――――気づいたら、そこにいた。
機械の体を機敏に動かしつつ、対峙する一般的な成人を上回る体格を持つ者の攻撃を必死に避けていく。その刹那見える肌は温度を感じさせない鋼色、つまり自分と同類のサイボーグを意味していた。
殴りを入れてはガードされ、蹴りを入れてはよけられと、自身と相手の実力差は明確だった。
そして相手が足をこちらに繰り出し、ガードしようとするも体に触れる寸前で止まり、それを
フェイントと察した時には自分の下半身は無かった。
痛みは無い。とっくの昔に機械と化した体だ。だが下半身が無くなってはもう動けない。
動けなくなり、目の前には敵が居る。青年の末路は誰の目から見ても明確だった。
(最早できる事は一つ......さようなら、博士.........)
青年が自爆しようとした時、空から何かが降ってきた。それが人だと分かるような速さ
ではなく、地面に衝突した瞬間に強い衝撃波が二人を襲った。どうやら向こうも困惑している
らしく、お互い何も行動できずに居た。
砂煙が晴れ、そこに見えたのは.......呆然とした様子で立っていた青年だった。
...何これ?
ベットで寝ていたはずなんだが...ここは何処だ。少なくとも俺が住んでいた所じゃ無い。
......これはアレか?族に言う異世界転生ってやつか?ぼくのしってるてんせいとちがう。
知らない天井どころか知らない空なんだが。
困惑な様子の金髪イケメンとでかいサイボーグ?が居るんだが、周りの惨状から見るにどうやらバトってたらしい。

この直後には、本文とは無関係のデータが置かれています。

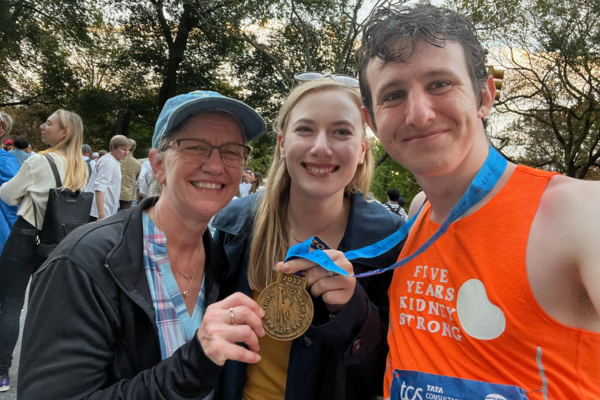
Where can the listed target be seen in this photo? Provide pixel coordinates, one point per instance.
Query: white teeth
(206, 185)
(320, 170)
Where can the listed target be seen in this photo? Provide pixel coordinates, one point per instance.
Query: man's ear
(488, 93)
(158, 166)
(370, 121)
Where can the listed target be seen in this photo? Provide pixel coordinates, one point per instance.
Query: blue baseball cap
(178, 108)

......すごく気まずい。沈黙が辛いです。残念ながらコミュ症な吾輩にはキツイ試練です。
その静寂を破ったのは自分よりも一回り大きいサイボーグだった。
「オ前ハ何者ダ...?マサカ、ヒーローカ?」
ヒーローって何だよ(動揺)でも返さなかったら何されるか分かったもんじゃない。
「...俺はただの通りすがりだよ。あんたらの事なんか知らないね」
そう答え終わった瞬間、自分の前には拳があった。
「!!...あっぶねぇ...紹介をパンチで返すなんて非常識だなぁオイ!」
「フン...空カラ高速デ降ッテクル奴が常識ヲ語ルトハ滑稽ダナ。トドメヲ止メラレタノダカラ、ソノ位構ワンダロウ」
んな理不尽な。向こうはこちらを殺しにかかってくるらしい。
どうやって逃げるか考えてると、急にサイボーグの姿が消えた。
ふと嫌な気を感じ、背後を確認すると、そこには腕を振りかぶった姿がそこにあった。
やめろこっちくんなっ!
「.........ふぁっ...」
怠けな声を上げてしまったのを許して欲しい。何故なら―――――
体に大穴を空けて倒れているサイボーグがそこにあったのだから。